Research is what takes design from an activity about self expression and intuition to a strategic and rigorous business practice. It keeps project teams customer-centered and focused on customer success–because ultimately companies can’t be successful if their customers are not.
Research builds compassion for your customers, your users, and their challenges. Through the research process, you hear customer stories and learn about customer experiences, information that can unite a siloed organization. Customers can tell project teams where to focus their efforts around innovation to build value. Customer input can lead you to create strategies that build enduring advantage for your organization today and in the future.

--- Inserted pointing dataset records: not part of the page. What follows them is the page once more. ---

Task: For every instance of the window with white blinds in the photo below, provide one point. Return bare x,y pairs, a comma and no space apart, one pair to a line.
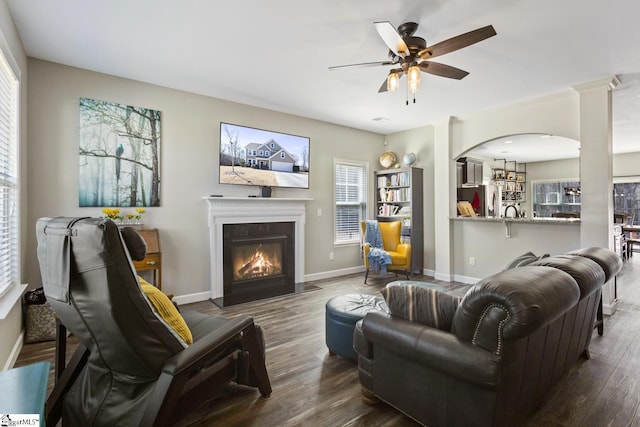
9,198
351,199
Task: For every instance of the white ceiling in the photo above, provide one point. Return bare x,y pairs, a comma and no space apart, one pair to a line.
275,54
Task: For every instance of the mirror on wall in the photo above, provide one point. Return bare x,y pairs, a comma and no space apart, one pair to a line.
513,163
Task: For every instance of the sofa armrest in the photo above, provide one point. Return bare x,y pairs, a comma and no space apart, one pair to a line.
434,348
512,304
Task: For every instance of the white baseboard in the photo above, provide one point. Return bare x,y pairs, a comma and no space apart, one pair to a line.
15,352
333,273
443,277
465,279
429,273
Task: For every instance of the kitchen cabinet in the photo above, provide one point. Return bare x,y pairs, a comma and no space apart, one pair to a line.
471,171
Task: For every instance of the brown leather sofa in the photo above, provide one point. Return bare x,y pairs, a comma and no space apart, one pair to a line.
513,336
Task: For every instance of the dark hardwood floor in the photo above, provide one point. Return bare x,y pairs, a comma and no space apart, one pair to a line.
311,388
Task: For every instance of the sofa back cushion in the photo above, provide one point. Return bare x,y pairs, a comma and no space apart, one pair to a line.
587,273
429,307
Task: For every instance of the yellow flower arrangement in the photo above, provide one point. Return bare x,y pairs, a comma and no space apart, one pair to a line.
112,213
139,213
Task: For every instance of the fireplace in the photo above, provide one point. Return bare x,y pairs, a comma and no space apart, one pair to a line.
225,211
258,261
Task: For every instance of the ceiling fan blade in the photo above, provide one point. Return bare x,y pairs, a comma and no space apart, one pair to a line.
457,42
442,70
383,88
391,38
362,64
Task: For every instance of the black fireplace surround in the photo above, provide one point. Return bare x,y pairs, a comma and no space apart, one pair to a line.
258,261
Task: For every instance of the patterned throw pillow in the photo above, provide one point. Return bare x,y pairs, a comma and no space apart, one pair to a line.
429,307
39,323
165,308
524,259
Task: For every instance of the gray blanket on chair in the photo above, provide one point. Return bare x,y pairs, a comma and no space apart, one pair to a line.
378,257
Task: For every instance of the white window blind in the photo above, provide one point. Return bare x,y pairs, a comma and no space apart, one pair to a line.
351,200
9,244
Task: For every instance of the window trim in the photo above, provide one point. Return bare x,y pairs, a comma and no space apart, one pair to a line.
367,182
13,291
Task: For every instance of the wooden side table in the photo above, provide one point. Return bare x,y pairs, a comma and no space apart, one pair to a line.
153,260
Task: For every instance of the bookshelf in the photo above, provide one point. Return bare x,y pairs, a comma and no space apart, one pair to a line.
399,198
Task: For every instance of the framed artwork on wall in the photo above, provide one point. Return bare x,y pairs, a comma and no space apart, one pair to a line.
119,155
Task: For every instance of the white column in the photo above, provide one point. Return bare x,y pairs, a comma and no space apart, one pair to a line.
444,184
596,171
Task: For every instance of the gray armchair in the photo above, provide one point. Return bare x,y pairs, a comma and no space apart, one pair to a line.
131,368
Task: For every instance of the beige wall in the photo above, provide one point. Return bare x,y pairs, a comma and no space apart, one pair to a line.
189,167
11,46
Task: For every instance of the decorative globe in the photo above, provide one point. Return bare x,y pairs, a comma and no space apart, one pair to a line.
409,159
388,159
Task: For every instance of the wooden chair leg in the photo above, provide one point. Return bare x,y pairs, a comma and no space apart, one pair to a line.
63,383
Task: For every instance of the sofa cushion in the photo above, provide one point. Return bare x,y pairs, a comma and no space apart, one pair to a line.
165,309
429,307
524,259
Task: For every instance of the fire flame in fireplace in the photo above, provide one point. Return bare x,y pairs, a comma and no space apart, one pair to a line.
259,264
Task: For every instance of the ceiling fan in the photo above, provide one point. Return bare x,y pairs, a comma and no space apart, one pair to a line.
411,55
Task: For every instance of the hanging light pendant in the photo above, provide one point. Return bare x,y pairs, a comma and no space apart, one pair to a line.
413,75
392,81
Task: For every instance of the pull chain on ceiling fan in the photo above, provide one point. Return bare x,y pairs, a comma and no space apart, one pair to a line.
411,55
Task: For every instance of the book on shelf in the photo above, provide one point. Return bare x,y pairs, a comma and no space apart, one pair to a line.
388,210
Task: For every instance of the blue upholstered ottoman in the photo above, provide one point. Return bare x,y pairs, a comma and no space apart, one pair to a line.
342,314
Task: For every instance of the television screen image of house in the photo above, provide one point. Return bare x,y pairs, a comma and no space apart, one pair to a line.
250,156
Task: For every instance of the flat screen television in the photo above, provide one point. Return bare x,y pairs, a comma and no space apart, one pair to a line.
263,158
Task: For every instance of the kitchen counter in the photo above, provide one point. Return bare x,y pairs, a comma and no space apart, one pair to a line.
563,221
509,221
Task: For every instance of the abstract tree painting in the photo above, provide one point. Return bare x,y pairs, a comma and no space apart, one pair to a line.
119,155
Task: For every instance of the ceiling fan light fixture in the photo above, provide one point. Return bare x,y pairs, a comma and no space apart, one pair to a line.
392,81
413,74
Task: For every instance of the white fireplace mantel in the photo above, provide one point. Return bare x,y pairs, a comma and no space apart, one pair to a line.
240,210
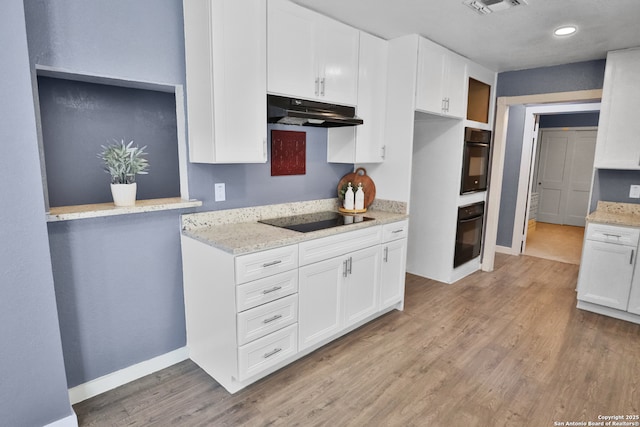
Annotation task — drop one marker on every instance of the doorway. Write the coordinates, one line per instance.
(531, 148)
(562, 175)
(563, 101)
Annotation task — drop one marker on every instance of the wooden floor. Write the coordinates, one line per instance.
(557, 242)
(506, 348)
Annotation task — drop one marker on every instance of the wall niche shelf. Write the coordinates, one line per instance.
(479, 97)
(78, 113)
(67, 213)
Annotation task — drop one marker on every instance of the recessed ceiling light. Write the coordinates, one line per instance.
(566, 30)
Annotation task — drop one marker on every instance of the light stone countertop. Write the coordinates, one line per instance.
(626, 214)
(237, 231)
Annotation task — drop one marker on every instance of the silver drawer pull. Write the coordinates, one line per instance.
(269, 264)
(271, 353)
(612, 235)
(271, 319)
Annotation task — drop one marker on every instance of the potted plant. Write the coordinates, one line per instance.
(123, 162)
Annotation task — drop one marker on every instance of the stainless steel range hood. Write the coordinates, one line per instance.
(292, 111)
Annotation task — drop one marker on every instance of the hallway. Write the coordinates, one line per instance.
(555, 242)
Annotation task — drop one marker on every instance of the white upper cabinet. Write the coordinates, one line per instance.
(311, 56)
(617, 146)
(441, 81)
(225, 51)
(365, 143)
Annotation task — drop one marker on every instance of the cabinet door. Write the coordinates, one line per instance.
(617, 145)
(634, 295)
(292, 60)
(320, 301)
(226, 91)
(429, 97)
(361, 287)
(337, 51)
(364, 143)
(392, 273)
(455, 70)
(605, 274)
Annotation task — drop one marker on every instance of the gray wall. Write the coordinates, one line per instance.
(33, 390)
(109, 322)
(569, 120)
(562, 78)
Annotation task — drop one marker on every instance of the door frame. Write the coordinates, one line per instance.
(497, 162)
(525, 181)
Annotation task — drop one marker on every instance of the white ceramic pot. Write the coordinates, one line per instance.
(124, 194)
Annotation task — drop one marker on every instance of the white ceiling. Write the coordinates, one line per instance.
(513, 39)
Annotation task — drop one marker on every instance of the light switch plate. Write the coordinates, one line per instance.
(220, 195)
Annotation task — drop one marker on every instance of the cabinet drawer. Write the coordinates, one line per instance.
(265, 290)
(266, 263)
(267, 318)
(395, 231)
(612, 234)
(267, 351)
(339, 244)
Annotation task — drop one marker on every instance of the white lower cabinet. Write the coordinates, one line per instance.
(248, 315)
(337, 292)
(608, 274)
(393, 263)
(320, 300)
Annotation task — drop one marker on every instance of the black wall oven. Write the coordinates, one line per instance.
(468, 233)
(475, 164)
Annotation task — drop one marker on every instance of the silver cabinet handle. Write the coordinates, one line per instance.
(269, 264)
(271, 353)
(612, 235)
(271, 319)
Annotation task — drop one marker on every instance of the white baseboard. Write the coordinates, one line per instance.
(70, 421)
(126, 375)
(505, 250)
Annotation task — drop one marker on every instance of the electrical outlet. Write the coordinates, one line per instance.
(220, 195)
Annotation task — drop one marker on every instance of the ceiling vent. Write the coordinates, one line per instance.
(485, 7)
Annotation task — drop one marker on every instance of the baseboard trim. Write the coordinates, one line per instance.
(123, 376)
(504, 250)
(70, 421)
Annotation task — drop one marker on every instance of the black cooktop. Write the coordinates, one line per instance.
(305, 223)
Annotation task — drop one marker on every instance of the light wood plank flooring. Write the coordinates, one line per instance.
(506, 348)
(557, 242)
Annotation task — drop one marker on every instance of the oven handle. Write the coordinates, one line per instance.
(473, 218)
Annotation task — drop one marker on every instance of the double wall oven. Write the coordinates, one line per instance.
(475, 170)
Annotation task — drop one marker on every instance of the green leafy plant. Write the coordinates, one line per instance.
(124, 162)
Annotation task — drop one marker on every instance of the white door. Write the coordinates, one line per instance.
(581, 170)
(564, 175)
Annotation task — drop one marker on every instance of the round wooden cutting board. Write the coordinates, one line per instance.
(355, 178)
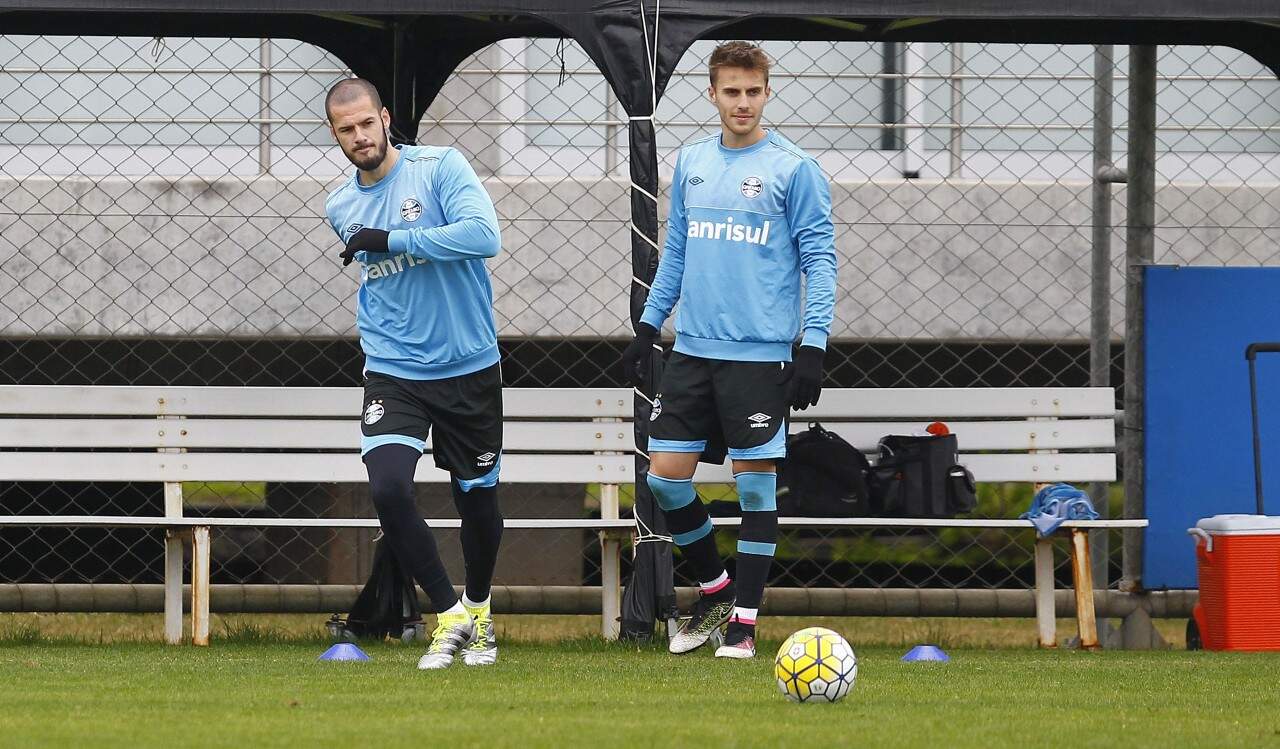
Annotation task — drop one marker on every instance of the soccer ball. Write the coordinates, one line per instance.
(816, 665)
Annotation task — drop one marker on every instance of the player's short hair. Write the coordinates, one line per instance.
(350, 90)
(739, 54)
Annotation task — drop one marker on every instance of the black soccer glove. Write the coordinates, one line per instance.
(807, 378)
(365, 240)
(636, 354)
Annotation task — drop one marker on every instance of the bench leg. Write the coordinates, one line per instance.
(174, 543)
(611, 567)
(200, 585)
(1046, 616)
(1082, 574)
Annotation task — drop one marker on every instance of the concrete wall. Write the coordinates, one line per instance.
(254, 257)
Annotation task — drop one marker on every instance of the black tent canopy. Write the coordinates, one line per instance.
(410, 48)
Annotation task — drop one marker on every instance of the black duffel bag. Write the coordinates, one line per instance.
(823, 476)
(920, 476)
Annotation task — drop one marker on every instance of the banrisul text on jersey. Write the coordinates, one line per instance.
(425, 307)
(744, 224)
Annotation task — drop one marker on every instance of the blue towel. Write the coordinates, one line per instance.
(1056, 503)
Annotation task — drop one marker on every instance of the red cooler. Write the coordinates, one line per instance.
(1239, 578)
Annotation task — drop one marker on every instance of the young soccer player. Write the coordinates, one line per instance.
(420, 225)
(749, 214)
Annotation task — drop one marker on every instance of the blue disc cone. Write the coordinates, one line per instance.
(926, 653)
(343, 652)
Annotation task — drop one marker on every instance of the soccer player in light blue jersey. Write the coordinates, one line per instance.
(750, 213)
(420, 225)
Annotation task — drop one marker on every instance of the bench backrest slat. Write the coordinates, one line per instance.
(522, 469)
(283, 434)
(862, 403)
(286, 402)
(517, 435)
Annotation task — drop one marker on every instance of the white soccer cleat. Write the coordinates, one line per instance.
(453, 631)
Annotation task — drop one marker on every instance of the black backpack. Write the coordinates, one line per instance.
(823, 476)
(387, 606)
(920, 476)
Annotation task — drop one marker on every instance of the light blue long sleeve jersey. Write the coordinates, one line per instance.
(744, 224)
(425, 309)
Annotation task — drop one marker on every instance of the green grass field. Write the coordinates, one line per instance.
(251, 689)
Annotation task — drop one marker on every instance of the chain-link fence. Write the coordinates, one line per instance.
(161, 223)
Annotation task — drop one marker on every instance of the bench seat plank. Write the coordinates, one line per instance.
(545, 402)
(524, 469)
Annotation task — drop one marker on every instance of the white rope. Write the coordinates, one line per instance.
(647, 237)
(644, 192)
(653, 63)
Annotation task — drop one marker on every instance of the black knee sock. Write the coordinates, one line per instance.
(391, 484)
(481, 534)
(690, 528)
(755, 546)
(757, 492)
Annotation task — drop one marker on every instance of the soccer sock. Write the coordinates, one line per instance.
(481, 534)
(689, 524)
(391, 484)
(757, 493)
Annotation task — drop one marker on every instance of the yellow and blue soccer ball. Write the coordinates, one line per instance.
(816, 665)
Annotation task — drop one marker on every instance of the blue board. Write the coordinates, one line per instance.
(1200, 446)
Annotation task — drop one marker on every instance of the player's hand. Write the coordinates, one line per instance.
(364, 241)
(635, 357)
(807, 378)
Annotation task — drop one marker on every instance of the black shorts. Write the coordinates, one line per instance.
(714, 406)
(466, 412)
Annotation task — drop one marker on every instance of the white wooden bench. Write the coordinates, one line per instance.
(172, 434)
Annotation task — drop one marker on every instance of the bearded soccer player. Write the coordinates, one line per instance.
(420, 225)
(749, 214)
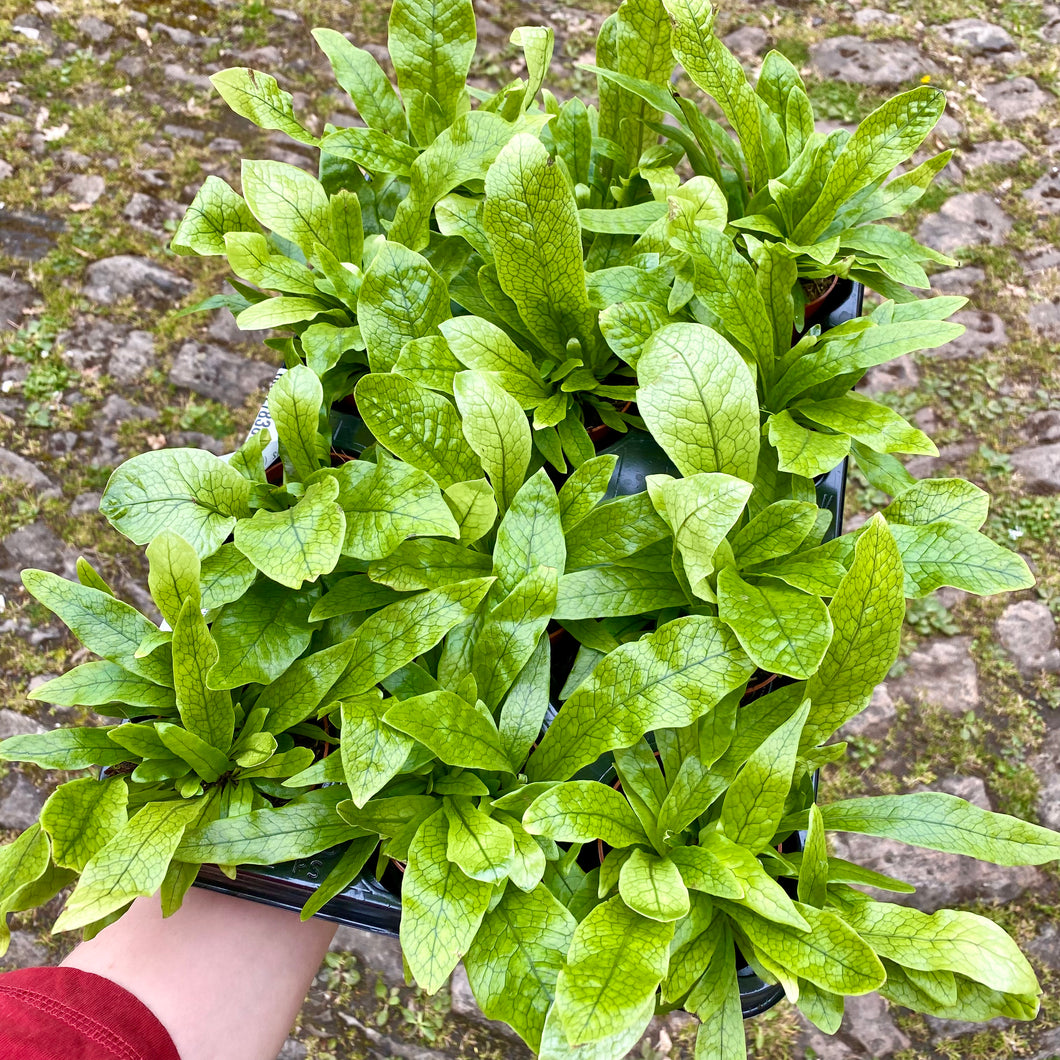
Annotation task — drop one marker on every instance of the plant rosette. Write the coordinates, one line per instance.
(359, 654)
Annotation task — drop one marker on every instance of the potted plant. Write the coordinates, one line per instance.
(361, 654)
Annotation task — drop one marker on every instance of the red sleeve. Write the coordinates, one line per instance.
(64, 1013)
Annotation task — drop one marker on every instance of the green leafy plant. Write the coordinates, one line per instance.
(474, 657)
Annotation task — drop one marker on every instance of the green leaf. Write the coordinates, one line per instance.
(530, 534)
(777, 530)
(386, 502)
(948, 940)
(260, 635)
(702, 870)
(700, 510)
(275, 834)
(174, 575)
(460, 155)
(297, 545)
(346, 870)
(402, 298)
(421, 427)
(287, 200)
(483, 347)
(584, 489)
(781, 629)
(717, 1002)
(215, 211)
(431, 46)
(361, 77)
(615, 530)
(669, 677)
(831, 955)
(940, 500)
(946, 823)
(295, 401)
(372, 149)
(424, 564)
(131, 864)
(207, 761)
(206, 712)
(717, 71)
(699, 400)
(496, 428)
(82, 816)
(258, 96)
(515, 958)
(725, 283)
(189, 491)
(441, 906)
(511, 632)
(290, 698)
(524, 709)
(614, 592)
(805, 452)
(531, 218)
(652, 886)
(884, 139)
(106, 626)
(761, 893)
(616, 961)
(474, 506)
(22, 863)
(457, 731)
(481, 847)
(755, 801)
(580, 811)
(76, 748)
(946, 553)
(95, 684)
(872, 424)
(867, 613)
(395, 635)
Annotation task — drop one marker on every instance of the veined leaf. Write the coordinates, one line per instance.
(531, 218)
(215, 211)
(418, 425)
(82, 816)
(699, 400)
(947, 553)
(617, 959)
(441, 906)
(259, 636)
(206, 712)
(431, 46)
(581, 811)
(258, 96)
(459, 732)
(392, 637)
(755, 800)
(701, 510)
(189, 491)
(866, 613)
(402, 298)
(516, 956)
(669, 678)
(496, 428)
(781, 629)
(287, 200)
(131, 864)
(946, 823)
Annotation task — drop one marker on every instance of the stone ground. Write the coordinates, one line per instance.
(108, 125)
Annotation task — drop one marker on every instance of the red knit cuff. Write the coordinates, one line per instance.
(65, 1013)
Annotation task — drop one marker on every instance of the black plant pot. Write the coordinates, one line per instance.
(374, 906)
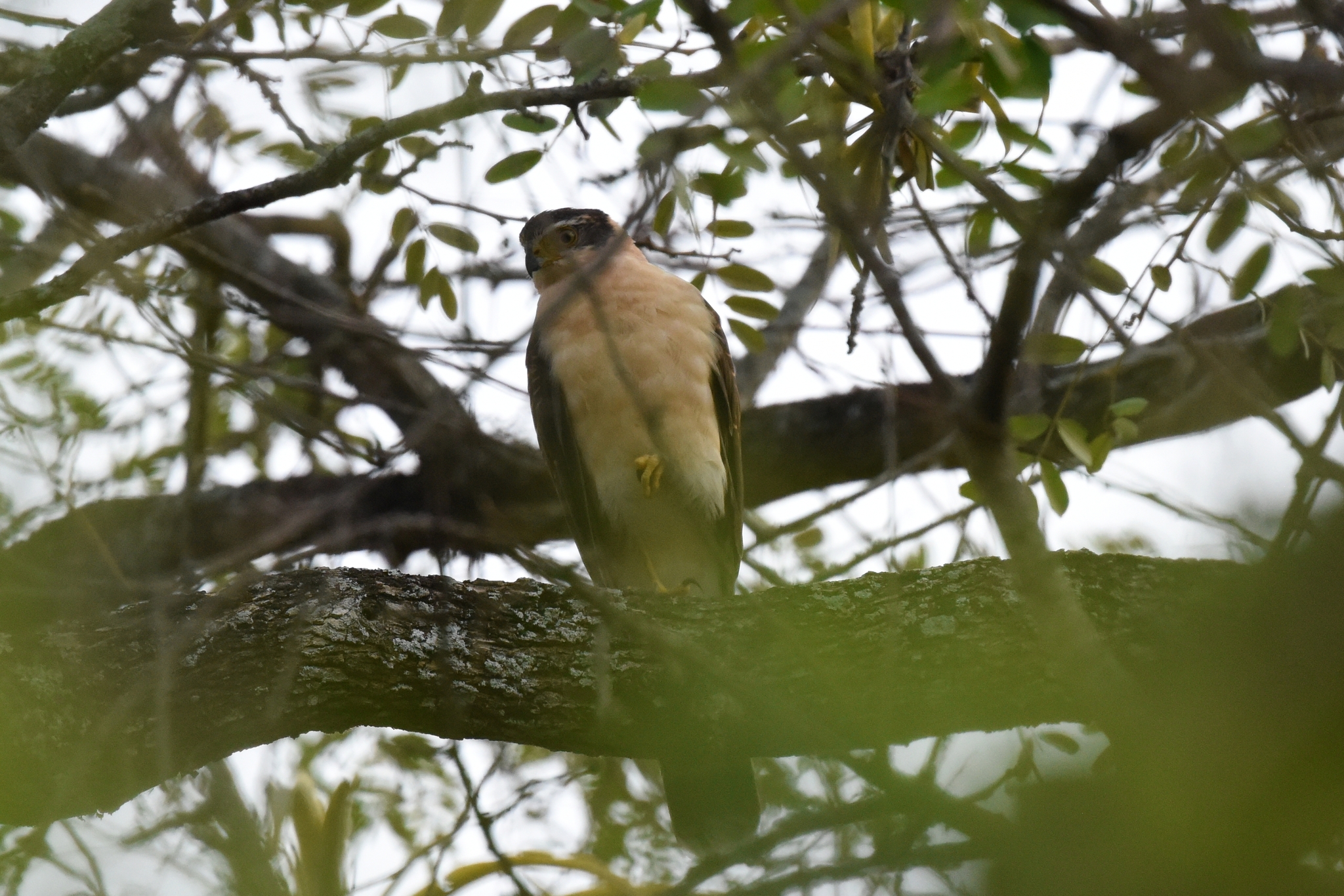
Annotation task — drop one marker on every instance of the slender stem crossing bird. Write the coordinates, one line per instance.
(636, 411)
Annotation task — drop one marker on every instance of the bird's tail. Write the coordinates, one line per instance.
(713, 800)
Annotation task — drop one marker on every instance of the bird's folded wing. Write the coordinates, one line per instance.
(723, 383)
(569, 472)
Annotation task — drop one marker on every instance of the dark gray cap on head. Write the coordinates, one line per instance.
(592, 225)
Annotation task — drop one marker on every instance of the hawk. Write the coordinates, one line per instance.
(636, 411)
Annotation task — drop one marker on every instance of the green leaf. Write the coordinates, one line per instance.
(401, 26)
(455, 237)
(1179, 148)
(415, 262)
(1028, 176)
(363, 7)
(530, 123)
(1254, 138)
(402, 223)
(1104, 277)
(1055, 491)
(1250, 273)
(663, 214)
(1328, 280)
(446, 298)
(514, 165)
(972, 492)
(745, 278)
(1051, 348)
(721, 188)
(724, 229)
(747, 335)
(1282, 336)
(479, 15)
(668, 96)
(978, 232)
(527, 26)
(1074, 437)
(1024, 428)
(1100, 448)
(1228, 220)
(753, 306)
(964, 133)
(1129, 406)
(1162, 277)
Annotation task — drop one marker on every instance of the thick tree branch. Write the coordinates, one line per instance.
(115, 27)
(885, 659)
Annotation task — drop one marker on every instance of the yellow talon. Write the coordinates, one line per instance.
(651, 473)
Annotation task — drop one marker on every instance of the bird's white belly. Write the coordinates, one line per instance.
(636, 379)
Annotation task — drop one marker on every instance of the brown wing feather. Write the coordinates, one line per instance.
(723, 383)
(555, 436)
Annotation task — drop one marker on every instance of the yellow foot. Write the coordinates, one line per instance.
(651, 473)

Research enables you to take advantage of expert perspectives and build confidence that you're solving the right problems, and solving the problems right.
When you focus research inward on the organization—which is an important part of design research—you build relationships with internal stakeholders and holders of institutional knowledge. Internal design research also informs a project’s constraints in multiple ways.
- It ensures that you’re driving with the right company values.
- It ensures that you’re coordinated in your efforts and outcomes.
- It helps you take advantage of existing organizational capabilities and cultural behaviors.
- It helps you understand the realistic appetite for change so you can right-size your ambition.
- It helps build empathy for designers and for stakeholders who make decisions.
All this is to say, design research aligns teams and stakeholders on priorities and increases empathy across the organization.
Research in the Design Process
Research is also called discovery when you’re talking about the Discovery phase of the design process. But research isn’t just done in the Discovery phase. Different types of research are done in different phases, from the preproject phase of challenge framing through design and deliver phases to the complete product lifecycle.
Here are the main types of research.
Research for Discovery/Understanding
This is information gathering. It helps you understand the context and constraints of a design challenge and build on work that’s already done.
Research for Inspiration/Idea Generation
This is the most divergent type of research in format and practice, as it’s anything that inspires problem-solving at the highest level. So depending on the problem, you might find similar or analogous solutions to inform your thinking, bring in people as thought partners or codesigners, use trends and forecasts, or dive into an experience that increases your compassion for those impacted by your design challenge.
Research for Exploration/Refining an Idea
Once you have a concept in mind, exploratory research helps you hone your understanding of the nuances surrounding the challenge and build a case for the right way to solve it. This type of research focuses on desirability and feasibility, helping teams mitigate risk and optimize for impact with their solutions.
Research for Validating Assumptions, Decisions, and Designs
When you know what you’re designing and how it should look, feel, and behave, validating research helps teams confirm that their solution is useful and usable. We won’t focus on validation research in this module because it’s less about strategy and more about UX.
Ongoing Assessment and Customer Listening
Once you’ve built and launched a product, service, or experience, it’s important to stand up some ongoing assessment and customer listening, and to make sure it feeds back into the product development backlog.
Research Is an Ongoing Activity
Do you still need initial project research if you have ongoing customer listening? The simple answer is yes.
Constant customer listening is an essential practice. Organizations should employ both quantitative methods—to analyze patterns of what customers do with their products and services—and qualitative methods—to understand customers’ attitudes and motivations. Customer listening feeds evolutionary product improvements. It helps you understand the value you’re delivering and the fluctuation of your customers’ sentiments and expectations over time. It helps you build meaningful relationships with your customers and lets them be heard.
But customer listening is usually designed to help you assess the strengths and weaknesses of your current offerings. Organizations also need rigor around the types of customer and contextual research that help them develop strategies for revolutionary growth or change. Unless your research is designed to focus on innovation, your customer listening efforts will not uncover opportunities to expand into new markets, build new types of products, and stay ahead of competition.
As you can see, research is an ongoing activity. In this module we focus on research for discovery/understanding and inspiration/idea generation—both of which are crucial for strategy design. Let’s start at the beginning and learn how to plan some initial project research.